We hear too often about the importance of work-life balance.  Companies boast how they accommodate for varying lifestyles in their workplace.  Phrases like “scheduling flexibility” and “remote work” let employees be in control of their lives.

Different workers have special needs and depending on the industry you work in, building a culture can be a challenge.  But it’s a challenge worth tackling because studies show companies benefit from their employees productivity in a healthy working environment.

In the world of consulting, work-life balance is indeed an attractive perk.

What Values Do We Have?

When workers are balanced and happy, they are more productive, take fewer sick days, and are more likely to stay in their jobs. Naturally, organizations should strive to keep stress low.  I asked some of my fellow co-workers what their stressors are and what ideal job setup would look like for them.  The result was diverse to say the least.

I began by asking how stressed out their job was on a scale of 1 being not stressful at all, to a 5 meaning super stressful.  I then asked on varying topics if changes were made whether that would make things more (M) or less (L) stressful for them.

The workers in question worked in a support center for management consultants in varying degrees.

The first commonality of the survey is on family and how important it is to be close to them in case of emergencies and for easy drop-off and pick-ups.  Best-selling author Keith Ferazzi said in his book “Never Eat Alone” that the three most important things to any single person is his/her health, wealth and children.

Any employer that can appeal to those three values has won a devoted worker.

A second commonality is the aversion to job-sharing, i.e. splitting the workload.  The high stress justification is because of the complex nature of work in the consulting world. To train someone new in the role would slow down progress in the short-run, with no guarantees that the new person would catch on or stick around.

There’s definitely a cultural history in America that citizens take pride in being independent.  They enjoy having ownership in their job position, and sharing that space with others can be threatening.

The third commonality is the work day choice of Monday – Friday.  Saturdays and Sunday’s are sacred days to plan non-work activities. As one person reported, her schedule revolves around her children.  In that sense, a work schedule for a mother is most effective when it aligns with a school schedule.  The two entities are intrinsically linked because of the people that embody them: parents and children.

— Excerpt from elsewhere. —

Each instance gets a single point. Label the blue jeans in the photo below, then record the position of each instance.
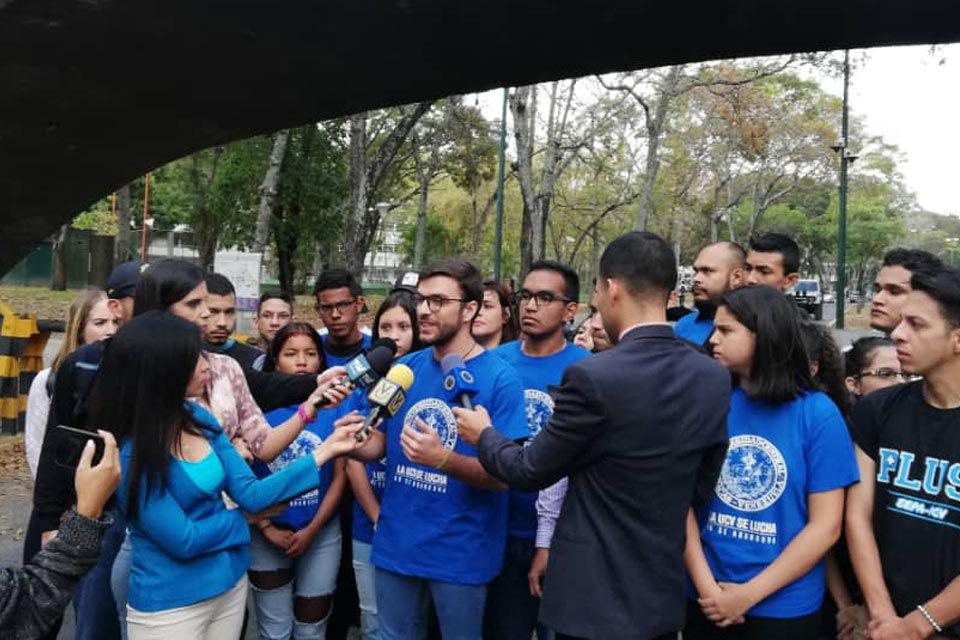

How Else Can We Measure Our Balance?

Are you winning or losing today?  Did you achieve what you set out to accomplish?  Perhaps one of the biggest stressors in our work is reaching a competent level of productivity that we are personally satisfied with.

Getting everything done in a certain timeframe, staying on top of emails and paperwork, and clearing out those daily tasks are examples of productivity. Each person has a different definition of what it means to be productive for them.

On the flipside, where is your happy-place?  What activity do you partake in to be happy?  Perchance you enjoy spending time with your baby, or working out at the gym.  What about listening to music or salsa dancing at the club?

Maybe it is work. Some people choose to live to work, instead of working to live.

At the end of the day, you will need to recognize what works and doesn’t work for your personal well-being.  There’s no silver bullet to solving all problems with a single employer.  But at least in the consulting world, employees get the luxury to set their own schedules to accommodate everything else.